As I've only took one other book home from the shop tonight, I guess we can take these one by one.
First, there's the Firestorm feature by Gerry Conway, Eduardo Pansica and Rob Hunter. It...actually, I have absolutely nothing to say about it. It was readable, which is more than I can say for some DC comic books. I think the character suffered during the New 52-boot (remember, he was coming off of a high-profile Firestorm: Rebirth-like story in the Geoff Johns-written Brightest Day and was in the best shape of his post-80s career when DC hit the reset button). Here Conway essentially restores the character to his classic composition, without completely jettisoning Jason. Still, it seemed like a 120-page status quo readjustment more than anything else, and was more character-driven than a showcase of what makes the character so neat. That would be fine if the character's weren't so flat and generic but, well, they were. The art was okay, but not anywhere near good enough to transcend the story itself. This one ended with a splash page, and the words "THE BEGINNING" in the lower right-hand corner.
Up next is Aaron Lopresti and Livesay's Metamorpho. This was basically another new origin story for Metamorpho, a character who doesn't need an new origin story, or even an origin story: He was pretty perfect as is, and, I was a little surprised upon reading Showcase Presents: Metamorpho how timeless those original stories were. Lopresti, who wrote and penciled, tried to update things in a way to make them more 21st century, like giving Sapphire a doctorate and a more active role, but he also made everyone occupy a similarly gray moral area that doesn't really suit an adventure character whose powers are the Periodic Table and whose supporting cast includes an unfrozen caveman named Java. This chapter ends with Sapphire seemingly transformed and dead, and Metamorpho about to murder her father in revenge. Hooray...? It actually ends with the words "The End." If we see Metamorpho in the new Rebirth-iverse, maybe we'll just pretend none of this ever happened...?

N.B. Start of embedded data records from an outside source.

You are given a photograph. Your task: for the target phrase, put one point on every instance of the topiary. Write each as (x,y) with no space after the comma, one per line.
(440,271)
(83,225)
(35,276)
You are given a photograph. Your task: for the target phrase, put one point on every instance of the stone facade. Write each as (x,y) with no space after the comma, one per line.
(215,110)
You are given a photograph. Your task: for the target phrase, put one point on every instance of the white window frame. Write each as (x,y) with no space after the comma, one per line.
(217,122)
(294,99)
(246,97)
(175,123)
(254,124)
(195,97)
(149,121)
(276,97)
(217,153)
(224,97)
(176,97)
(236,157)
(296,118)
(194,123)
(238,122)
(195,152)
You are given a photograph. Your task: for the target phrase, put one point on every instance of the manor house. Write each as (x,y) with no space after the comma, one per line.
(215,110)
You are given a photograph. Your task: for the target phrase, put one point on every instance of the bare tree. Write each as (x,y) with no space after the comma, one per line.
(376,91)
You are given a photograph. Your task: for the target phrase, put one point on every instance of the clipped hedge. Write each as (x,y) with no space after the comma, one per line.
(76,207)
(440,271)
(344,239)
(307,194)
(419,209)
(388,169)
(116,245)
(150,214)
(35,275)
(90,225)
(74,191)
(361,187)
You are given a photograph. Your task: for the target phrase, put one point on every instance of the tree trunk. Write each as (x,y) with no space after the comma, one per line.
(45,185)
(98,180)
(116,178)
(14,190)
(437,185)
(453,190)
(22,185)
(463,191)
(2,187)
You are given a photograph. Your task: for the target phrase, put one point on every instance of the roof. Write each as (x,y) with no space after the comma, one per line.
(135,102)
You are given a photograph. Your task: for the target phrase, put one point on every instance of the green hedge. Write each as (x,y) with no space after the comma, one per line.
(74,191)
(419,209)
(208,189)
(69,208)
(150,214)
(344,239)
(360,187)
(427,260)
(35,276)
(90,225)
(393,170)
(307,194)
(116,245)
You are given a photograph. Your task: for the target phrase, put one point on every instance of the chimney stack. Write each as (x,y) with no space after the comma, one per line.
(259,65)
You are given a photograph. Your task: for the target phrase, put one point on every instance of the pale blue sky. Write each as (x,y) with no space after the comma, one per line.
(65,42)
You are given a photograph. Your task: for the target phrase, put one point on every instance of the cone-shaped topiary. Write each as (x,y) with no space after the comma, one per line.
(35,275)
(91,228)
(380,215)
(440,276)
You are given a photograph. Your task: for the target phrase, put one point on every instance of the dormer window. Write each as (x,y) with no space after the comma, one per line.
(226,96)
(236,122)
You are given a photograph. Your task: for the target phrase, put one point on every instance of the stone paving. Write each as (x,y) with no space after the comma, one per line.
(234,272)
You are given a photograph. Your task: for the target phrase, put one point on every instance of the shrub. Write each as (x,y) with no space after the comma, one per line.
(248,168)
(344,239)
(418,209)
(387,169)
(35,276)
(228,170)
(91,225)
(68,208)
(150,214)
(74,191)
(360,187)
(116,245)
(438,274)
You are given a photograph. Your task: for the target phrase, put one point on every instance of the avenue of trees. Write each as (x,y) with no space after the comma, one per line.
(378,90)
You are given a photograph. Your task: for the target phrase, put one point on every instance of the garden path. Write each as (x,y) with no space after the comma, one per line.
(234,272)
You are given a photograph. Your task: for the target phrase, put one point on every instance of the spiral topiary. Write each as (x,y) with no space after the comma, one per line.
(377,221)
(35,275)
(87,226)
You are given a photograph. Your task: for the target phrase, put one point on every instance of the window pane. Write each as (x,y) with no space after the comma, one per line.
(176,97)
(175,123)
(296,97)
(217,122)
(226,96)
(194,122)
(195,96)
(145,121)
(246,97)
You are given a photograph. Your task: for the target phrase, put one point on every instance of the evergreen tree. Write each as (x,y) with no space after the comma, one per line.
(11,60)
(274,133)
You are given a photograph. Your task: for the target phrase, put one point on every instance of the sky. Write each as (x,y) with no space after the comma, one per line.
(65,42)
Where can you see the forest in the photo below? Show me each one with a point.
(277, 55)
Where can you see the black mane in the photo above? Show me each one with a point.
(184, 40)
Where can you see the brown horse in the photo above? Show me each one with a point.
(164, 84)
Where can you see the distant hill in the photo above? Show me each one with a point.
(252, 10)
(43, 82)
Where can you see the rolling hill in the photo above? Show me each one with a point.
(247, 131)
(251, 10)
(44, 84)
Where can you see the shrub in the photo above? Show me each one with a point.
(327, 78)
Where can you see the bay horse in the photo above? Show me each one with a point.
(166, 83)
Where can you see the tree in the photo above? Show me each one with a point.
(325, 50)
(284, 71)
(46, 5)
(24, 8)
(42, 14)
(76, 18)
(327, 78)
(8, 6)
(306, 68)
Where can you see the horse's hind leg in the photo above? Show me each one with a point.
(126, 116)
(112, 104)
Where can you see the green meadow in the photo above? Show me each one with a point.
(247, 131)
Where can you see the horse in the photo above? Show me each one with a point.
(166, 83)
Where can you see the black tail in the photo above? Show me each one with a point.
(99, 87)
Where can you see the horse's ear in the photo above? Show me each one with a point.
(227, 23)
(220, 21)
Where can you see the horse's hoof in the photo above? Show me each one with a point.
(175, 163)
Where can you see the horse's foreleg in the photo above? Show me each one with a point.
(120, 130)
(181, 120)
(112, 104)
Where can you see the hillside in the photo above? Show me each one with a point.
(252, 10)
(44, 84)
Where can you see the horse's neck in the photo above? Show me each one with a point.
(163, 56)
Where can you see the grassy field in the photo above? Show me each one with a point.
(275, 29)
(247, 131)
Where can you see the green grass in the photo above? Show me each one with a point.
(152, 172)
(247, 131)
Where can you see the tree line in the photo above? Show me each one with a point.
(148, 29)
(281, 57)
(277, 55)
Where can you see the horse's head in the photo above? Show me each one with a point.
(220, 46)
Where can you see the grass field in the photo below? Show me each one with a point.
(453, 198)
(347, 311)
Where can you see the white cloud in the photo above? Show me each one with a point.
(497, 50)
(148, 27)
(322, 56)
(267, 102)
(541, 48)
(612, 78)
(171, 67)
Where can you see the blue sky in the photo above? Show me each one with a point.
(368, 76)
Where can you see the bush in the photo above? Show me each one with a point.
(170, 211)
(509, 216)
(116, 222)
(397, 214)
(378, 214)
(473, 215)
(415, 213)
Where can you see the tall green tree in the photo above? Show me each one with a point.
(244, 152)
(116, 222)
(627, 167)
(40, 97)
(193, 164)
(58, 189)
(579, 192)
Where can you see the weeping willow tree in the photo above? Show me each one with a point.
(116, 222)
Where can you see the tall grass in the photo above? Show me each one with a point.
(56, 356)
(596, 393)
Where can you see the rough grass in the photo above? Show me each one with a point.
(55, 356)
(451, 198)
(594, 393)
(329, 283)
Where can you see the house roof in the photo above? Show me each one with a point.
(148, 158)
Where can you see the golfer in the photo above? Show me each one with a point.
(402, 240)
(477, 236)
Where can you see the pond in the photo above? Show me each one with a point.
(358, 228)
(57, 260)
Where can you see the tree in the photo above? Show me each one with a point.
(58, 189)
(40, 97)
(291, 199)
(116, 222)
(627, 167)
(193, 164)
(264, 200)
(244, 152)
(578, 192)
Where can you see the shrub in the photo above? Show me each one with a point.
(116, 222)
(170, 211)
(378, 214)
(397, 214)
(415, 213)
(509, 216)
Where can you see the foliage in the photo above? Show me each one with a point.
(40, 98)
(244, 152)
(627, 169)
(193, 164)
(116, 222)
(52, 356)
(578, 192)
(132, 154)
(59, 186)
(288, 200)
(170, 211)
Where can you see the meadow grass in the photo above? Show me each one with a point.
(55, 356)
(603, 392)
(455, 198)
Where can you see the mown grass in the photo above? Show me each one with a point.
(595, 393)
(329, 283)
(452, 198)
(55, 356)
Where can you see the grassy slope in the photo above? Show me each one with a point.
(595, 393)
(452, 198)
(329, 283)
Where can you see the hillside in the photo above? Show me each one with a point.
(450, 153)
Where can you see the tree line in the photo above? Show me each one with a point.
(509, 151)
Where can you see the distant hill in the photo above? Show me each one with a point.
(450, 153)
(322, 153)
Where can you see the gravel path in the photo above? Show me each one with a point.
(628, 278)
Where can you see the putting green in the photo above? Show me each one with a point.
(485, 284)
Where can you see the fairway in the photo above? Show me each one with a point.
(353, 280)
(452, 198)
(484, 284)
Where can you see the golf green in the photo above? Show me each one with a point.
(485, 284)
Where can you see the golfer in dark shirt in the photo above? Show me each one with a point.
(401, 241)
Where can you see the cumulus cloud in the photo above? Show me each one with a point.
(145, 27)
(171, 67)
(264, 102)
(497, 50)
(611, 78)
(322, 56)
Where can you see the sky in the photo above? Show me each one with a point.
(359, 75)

Then it's Keith Giffen and Bilquis Evely's "Sugar & Spike," the reason to read this series at all. Evely's the MVP of this book, and a rising star; I hope DC finds something really great for her to do next. Maybe Batman? That book really should have a female artist on it at some point, right? Giffen has scripted his sixth and final chapter in this Sheldon Moldoff's-baby-characters-from-a-gag-comic-are-adult-Private Investigators-specializing-in-superheroes-for-some-reason series without ever justifying using Sugar & Spike and not, like, anyone else, up to and including original characters. This issue focuses on the Legion of Super-Heroes, and mainly involves a pile-up of their time-travel devices as various representatives of various incarnations of the team appear in order to stop something from happening, and all end up arguing with one another. It's funnier than most of the previous installments, in large part because the nature of the Legion means the feature's hands-off approach to continuity works just fine, in larger part because little of Giffen's time is spent on making Sugar a horrible shrew and in larger part still because it gives Evely so much room for visual gags, the best being the effect of flight on Sugar's hair...although there's something to be said for the look on the original Saturn Girl's face when she sees what a later Saturn Girl is wearing. This one ends with a "The End" as well.

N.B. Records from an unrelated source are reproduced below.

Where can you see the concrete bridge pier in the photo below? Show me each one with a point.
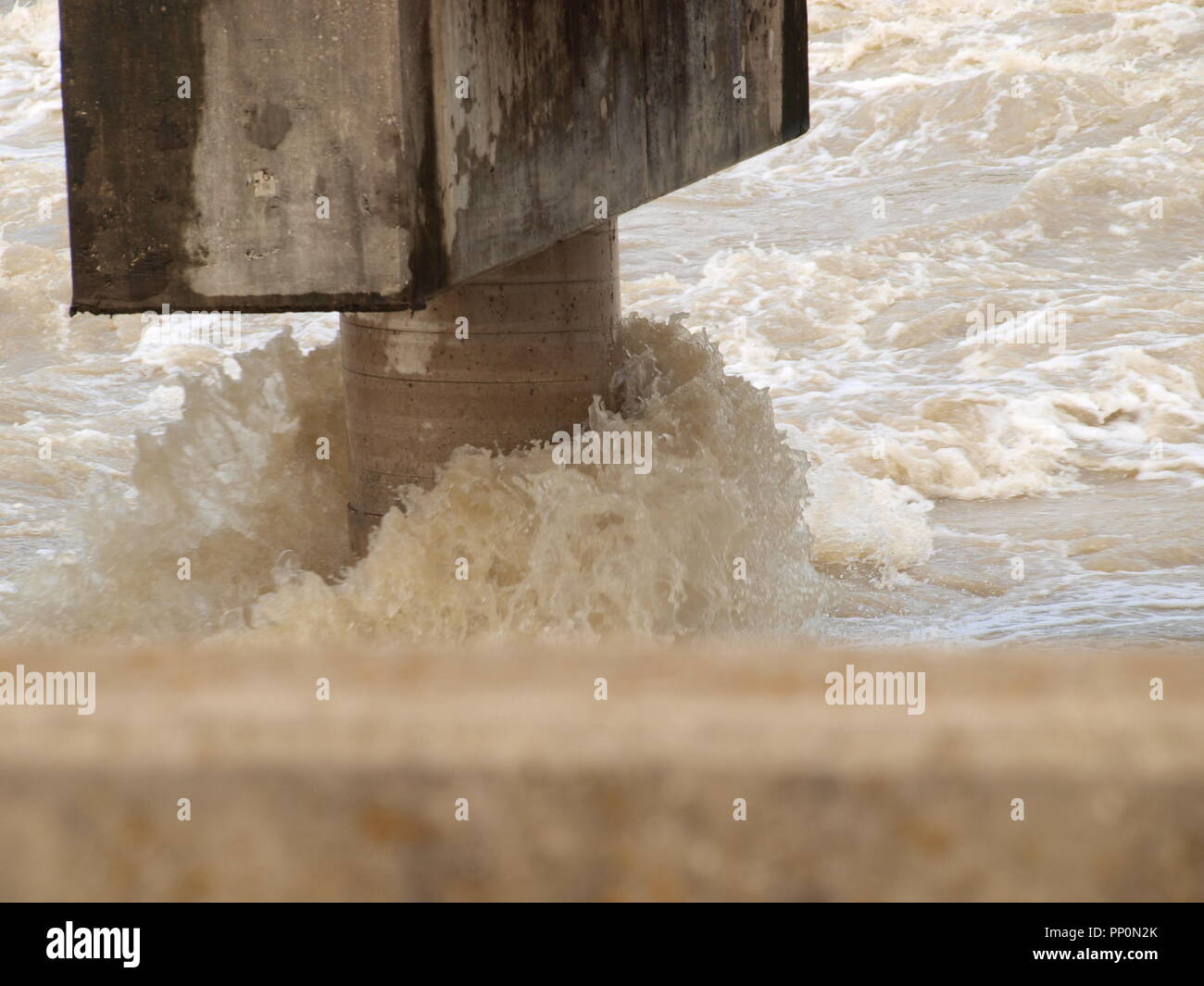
(506, 357)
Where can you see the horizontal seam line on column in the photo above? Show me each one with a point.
(480, 332)
(428, 380)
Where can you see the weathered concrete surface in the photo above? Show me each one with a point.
(212, 201)
(512, 356)
(629, 798)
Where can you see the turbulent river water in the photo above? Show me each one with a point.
(802, 343)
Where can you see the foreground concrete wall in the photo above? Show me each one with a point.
(514, 354)
(317, 156)
(625, 798)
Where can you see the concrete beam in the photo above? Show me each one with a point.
(445, 139)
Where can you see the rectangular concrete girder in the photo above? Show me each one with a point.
(325, 156)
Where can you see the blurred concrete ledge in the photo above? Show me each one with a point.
(627, 798)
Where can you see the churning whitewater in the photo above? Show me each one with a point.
(971, 299)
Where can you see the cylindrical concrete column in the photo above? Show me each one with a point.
(509, 356)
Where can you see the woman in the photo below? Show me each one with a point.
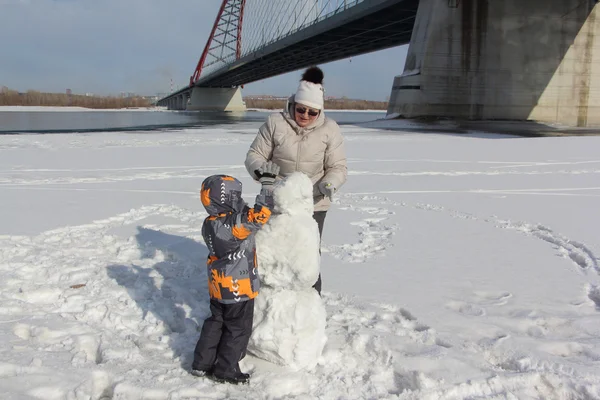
(302, 138)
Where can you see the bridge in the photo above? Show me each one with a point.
(467, 59)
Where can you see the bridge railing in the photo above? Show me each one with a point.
(263, 22)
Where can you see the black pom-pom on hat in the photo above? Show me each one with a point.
(314, 75)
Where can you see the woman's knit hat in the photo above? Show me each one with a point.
(310, 91)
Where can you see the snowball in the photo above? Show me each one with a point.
(289, 327)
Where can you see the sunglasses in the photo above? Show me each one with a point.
(302, 110)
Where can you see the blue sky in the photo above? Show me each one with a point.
(109, 46)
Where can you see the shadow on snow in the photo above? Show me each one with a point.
(174, 291)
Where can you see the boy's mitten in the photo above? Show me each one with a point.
(267, 173)
(327, 189)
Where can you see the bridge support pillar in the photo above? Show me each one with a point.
(216, 99)
(510, 60)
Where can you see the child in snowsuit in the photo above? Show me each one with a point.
(233, 282)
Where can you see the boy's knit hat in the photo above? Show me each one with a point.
(310, 91)
(221, 194)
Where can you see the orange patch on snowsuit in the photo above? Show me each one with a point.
(239, 287)
(205, 196)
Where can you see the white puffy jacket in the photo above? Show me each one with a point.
(316, 150)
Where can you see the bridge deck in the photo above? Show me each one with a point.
(369, 26)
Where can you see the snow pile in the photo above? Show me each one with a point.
(289, 316)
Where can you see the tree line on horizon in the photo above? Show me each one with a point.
(34, 98)
(330, 104)
(10, 97)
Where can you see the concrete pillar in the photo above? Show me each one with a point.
(216, 99)
(510, 60)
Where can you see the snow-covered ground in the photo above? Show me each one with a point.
(454, 267)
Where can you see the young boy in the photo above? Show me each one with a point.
(233, 283)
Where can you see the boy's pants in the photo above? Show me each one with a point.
(224, 338)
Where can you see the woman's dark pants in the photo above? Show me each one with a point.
(319, 216)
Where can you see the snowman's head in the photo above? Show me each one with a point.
(294, 195)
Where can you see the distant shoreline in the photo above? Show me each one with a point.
(138, 109)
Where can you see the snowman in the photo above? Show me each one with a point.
(289, 316)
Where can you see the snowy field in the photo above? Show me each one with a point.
(454, 267)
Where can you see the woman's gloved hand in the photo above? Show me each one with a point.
(267, 173)
(328, 189)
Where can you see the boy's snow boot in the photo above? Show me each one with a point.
(200, 373)
(235, 380)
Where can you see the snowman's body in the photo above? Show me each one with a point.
(289, 316)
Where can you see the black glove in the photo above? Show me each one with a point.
(267, 173)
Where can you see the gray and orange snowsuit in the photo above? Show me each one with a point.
(229, 235)
(233, 283)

Finally, there's Len Wein, Yildiray Cinar and Trevor Scott's Metal Men feature, which includes an introduction of a villain and an editorial box reading "See the last incarnation of BLACKHAWK for details." Yeah, I'll be sure to hit the back-issue bins for issues of the almost-immediately-canceled New 52 Blackhawk book right away. Anyway, that character was behind the various troubles that Will Magnus and his Metal Men have been through over the course of the last five guest-star-spangled installments. In this final one, both sets of Metal Men team-up to take on Chemo, all of them dying in the process of defeating him. Which is fine; being destroyed and being rebuilt is pretty much their thing. Magnus is able to rebuild his entire team, but only one member of the second set of Metal Men–Copper, who I assumed would join the originals before this was all over (as she was introduced in a previous Metal Men mini-series). Sadly, the new Metal Men designs are even worse than they were throughout this series, but hopefully these bodies will get destroyed pretty quickly and then can assume newer, less terrible forms. This one ends with the words "Only The Beginning."
And that's that. Farewell Legends of Tomorrow; I'll miss you!

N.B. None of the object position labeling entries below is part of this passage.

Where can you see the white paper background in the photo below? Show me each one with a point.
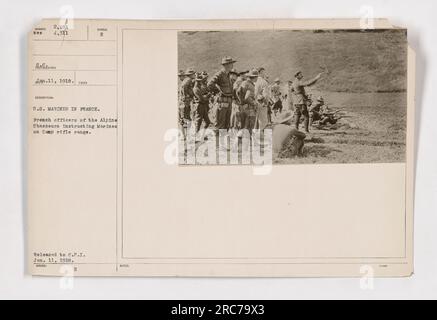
(17, 18)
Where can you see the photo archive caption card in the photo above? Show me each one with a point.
(234, 148)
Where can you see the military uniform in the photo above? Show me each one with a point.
(249, 112)
(237, 105)
(187, 96)
(300, 100)
(221, 83)
(276, 98)
(200, 106)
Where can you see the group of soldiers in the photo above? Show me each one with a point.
(245, 100)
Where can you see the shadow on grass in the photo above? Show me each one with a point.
(318, 151)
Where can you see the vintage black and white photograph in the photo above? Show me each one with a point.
(307, 96)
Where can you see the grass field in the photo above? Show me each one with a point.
(366, 76)
(373, 132)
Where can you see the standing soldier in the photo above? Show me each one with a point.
(187, 93)
(290, 93)
(247, 91)
(262, 89)
(301, 99)
(276, 96)
(181, 77)
(221, 83)
(201, 103)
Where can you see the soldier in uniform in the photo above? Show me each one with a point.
(221, 84)
(181, 77)
(276, 96)
(200, 103)
(314, 112)
(187, 94)
(290, 93)
(301, 98)
(247, 92)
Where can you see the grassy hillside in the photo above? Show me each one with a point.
(357, 61)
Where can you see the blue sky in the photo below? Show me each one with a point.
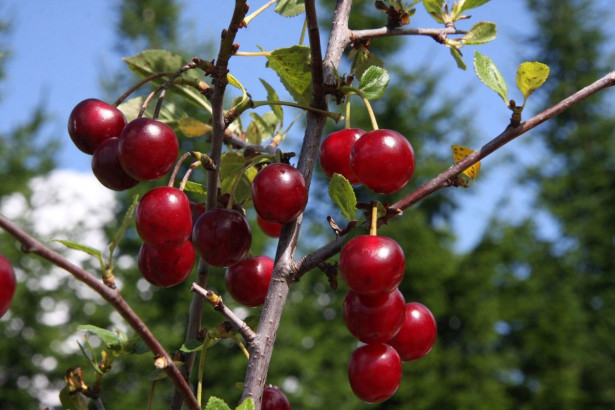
(59, 50)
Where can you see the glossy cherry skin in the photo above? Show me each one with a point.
(274, 399)
(93, 121)
(269, 228)
(418, 333)
(7, 284)
(148, 149)
(374, 319)
(279, 193)
(383, 160)
(248, 280)
(163, 217)
(107, 169)
(335, 153)
(374, 372)
(166, 267)
(222, 237)
(372, 264)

The villain of the first arc has returned, and an enemy of hers has attacked one The Zodiac Cabin (which now includes former Scouting Lad Barney, the first-ever male Lumberjane), and our heroines from Roanoke Cabin must ally themselves with their former enemy to save Barney and their other fellow 'janes. Because the backdrop involves Greek mythology, it provides writers Shannon Watters and Kat Leyh to discuss family, and how it pertains to one of the 'janes in particular, which had me trying (and failing) to remember the details of that one issue in which we saw all the girls getting dropped off at the camp by their parents.
I liked it just fine.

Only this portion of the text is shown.